Dass wir den Verlauf der Krise insbesondere in seinen zeitlichen Dimensionen vor rund zwanzig Jahren anders einschätzten, hatte hauptsächlich theorieimmanente Gründe. Gemessen an der kategorialen Klarheit, mit der wir in den 1980er und 1990er Jahren die Krise der Wertverwertung analysierten, blieb unsere Analyse des fiktiven Kapitals zunächst defizitär. Zwar griffen wir diesen Begriff auf, und interpretierten ihn gegen den Strich des traditionellen Marxismus, der im Grunde nur auf Mehrwertabschöpfung beruhende Kapitalakkumulation kennt, weshalb das fiktive Kapital in seinen Analysen allenfalls eine Nebenrolle spielt. Demgegenüber insistierten wir schon seit den 1980er Jahren darauf, dass das fiktive Kapital habe die Wertverwertung als die treibende Kraft der Kapitalakkumulation ersetzt habe, und billigten so dem Finanzmarktgeschehen eine eigenständige Bedeutung im Akkumulationsprozess zu. Die grundlegende Differenz zwischen der Bildung von fiktivem Kapital und der auf Wertverwertung beruhenden Kapitalakkumulation wurde aber in einer Art und Weise begründet, die diesen Bruch wieder halb zurücknahm.[3]

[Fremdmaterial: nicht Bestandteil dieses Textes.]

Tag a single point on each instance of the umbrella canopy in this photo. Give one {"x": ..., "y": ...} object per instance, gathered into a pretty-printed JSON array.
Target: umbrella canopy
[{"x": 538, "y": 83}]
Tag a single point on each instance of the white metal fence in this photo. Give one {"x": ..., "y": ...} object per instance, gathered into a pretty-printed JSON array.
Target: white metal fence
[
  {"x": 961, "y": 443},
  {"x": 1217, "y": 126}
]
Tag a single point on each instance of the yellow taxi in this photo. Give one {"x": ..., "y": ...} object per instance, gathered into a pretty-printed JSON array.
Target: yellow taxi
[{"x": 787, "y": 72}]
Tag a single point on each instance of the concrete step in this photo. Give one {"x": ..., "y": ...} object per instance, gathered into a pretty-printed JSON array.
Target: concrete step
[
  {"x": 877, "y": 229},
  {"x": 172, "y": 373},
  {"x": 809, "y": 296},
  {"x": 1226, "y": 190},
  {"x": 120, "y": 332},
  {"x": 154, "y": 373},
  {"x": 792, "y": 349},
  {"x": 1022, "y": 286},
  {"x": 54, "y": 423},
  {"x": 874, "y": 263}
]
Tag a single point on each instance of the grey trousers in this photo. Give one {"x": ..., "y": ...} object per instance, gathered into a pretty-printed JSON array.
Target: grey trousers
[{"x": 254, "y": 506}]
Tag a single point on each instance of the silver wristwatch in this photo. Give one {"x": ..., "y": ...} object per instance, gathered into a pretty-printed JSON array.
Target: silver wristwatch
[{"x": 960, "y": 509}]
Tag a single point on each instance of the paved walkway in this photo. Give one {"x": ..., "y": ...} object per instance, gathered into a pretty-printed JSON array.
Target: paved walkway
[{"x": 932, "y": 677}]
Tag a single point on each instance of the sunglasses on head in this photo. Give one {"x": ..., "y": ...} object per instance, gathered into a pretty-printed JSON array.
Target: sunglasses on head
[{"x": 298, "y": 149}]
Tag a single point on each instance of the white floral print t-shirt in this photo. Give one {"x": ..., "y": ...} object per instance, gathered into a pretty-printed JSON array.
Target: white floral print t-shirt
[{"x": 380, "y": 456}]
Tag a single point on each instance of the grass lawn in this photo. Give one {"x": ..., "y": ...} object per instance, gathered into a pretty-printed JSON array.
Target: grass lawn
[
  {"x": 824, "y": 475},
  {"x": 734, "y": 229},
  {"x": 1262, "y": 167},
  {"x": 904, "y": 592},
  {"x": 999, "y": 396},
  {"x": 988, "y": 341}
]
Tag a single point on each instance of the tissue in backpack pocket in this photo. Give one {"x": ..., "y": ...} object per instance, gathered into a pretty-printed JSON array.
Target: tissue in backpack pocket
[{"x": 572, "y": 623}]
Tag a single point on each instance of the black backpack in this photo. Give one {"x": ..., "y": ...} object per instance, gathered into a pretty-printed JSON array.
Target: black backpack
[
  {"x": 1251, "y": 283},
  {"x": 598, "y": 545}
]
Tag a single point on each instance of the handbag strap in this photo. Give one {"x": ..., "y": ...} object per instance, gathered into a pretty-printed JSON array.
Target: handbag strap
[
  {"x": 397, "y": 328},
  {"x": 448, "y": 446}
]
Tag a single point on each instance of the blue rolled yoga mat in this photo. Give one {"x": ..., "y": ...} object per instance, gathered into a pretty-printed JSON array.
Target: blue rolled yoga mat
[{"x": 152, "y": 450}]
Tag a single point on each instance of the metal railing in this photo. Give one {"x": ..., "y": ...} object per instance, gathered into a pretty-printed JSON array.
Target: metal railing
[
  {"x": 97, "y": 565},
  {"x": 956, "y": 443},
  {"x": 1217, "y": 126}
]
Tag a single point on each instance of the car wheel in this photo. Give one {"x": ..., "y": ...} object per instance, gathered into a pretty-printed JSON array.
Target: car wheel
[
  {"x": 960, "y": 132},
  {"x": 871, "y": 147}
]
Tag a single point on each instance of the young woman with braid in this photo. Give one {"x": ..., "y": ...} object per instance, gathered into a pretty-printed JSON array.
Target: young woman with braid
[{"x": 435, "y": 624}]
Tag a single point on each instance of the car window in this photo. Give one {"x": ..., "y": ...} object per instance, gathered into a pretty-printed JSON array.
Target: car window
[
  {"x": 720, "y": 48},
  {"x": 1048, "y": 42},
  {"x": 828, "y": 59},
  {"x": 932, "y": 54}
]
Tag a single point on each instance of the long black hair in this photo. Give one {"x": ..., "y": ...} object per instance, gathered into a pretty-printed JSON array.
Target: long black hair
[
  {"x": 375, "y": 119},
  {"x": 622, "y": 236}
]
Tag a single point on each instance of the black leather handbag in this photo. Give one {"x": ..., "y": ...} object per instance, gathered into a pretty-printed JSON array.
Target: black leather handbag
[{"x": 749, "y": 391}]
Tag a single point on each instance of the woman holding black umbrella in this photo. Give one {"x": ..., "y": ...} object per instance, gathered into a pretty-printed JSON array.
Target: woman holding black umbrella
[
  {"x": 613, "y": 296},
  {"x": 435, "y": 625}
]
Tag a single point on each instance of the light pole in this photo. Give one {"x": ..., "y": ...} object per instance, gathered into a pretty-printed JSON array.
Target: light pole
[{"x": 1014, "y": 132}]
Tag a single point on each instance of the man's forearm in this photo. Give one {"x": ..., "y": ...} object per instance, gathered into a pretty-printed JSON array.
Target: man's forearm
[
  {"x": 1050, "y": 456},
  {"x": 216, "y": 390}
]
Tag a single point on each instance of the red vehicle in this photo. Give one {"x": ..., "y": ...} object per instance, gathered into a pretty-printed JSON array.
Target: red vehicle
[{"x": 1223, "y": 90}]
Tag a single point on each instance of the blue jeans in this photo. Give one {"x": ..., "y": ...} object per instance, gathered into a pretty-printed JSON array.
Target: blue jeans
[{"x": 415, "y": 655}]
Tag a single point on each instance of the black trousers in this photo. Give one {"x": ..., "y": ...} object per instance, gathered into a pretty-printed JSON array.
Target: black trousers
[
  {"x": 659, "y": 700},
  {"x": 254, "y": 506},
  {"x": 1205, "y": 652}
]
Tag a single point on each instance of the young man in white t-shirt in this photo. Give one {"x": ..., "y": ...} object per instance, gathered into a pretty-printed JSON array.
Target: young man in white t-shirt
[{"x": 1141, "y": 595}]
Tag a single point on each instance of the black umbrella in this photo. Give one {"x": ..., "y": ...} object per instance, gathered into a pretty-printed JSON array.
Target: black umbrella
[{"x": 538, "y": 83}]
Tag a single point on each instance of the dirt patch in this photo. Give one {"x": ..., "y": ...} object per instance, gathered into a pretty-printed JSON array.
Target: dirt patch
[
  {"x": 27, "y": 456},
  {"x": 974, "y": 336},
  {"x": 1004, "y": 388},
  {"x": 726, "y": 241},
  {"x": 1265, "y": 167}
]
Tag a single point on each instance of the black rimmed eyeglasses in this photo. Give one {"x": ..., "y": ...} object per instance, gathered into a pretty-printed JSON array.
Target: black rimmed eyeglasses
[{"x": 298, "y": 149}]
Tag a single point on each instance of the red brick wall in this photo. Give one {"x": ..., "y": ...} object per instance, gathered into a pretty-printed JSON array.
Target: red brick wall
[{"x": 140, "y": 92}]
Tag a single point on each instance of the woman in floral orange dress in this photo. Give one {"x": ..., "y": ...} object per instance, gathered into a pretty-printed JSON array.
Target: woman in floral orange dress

Im Kern reduzierten wir nämlich die Dynamik des fiktiven Kapitals auf die Anhäufung immer höherer Schuldenberge, vor allem von Staatsschulden, mit deren Hilfe die Akkumulation des Kapitals „simuliert“ und, wie es im Manifest heißt, der „Arbeitsgötze …künstlich beatmet“ würde.

Die Akkumulation an den Finanzmärkten hatte also aus unserer damaligen Sicht im Grunde bloßen Scheincharakter – im Unterschied zur „echten Akkumulation“ durch die Vernutzung von Arbeitskraft – und es erschien daher logisch, dass sie sehr bald schon an ihre Grenzen stoßen musste. Daraus ergab sich auch, dass wir über die Finanzmarktdynamik und ihre innere Logik sowie über ihre Auswirkungen auf die Gesellschaft nur sehr allgemeine und unkonkrete Aussagen treffen konnten. Schon allein in Anbetracht der langen Dauer der Epoche des fiktiven Kapitals war das jedoch äußerst unbefriedigend und verwies auf Schwächen in der theoretischen Analyse.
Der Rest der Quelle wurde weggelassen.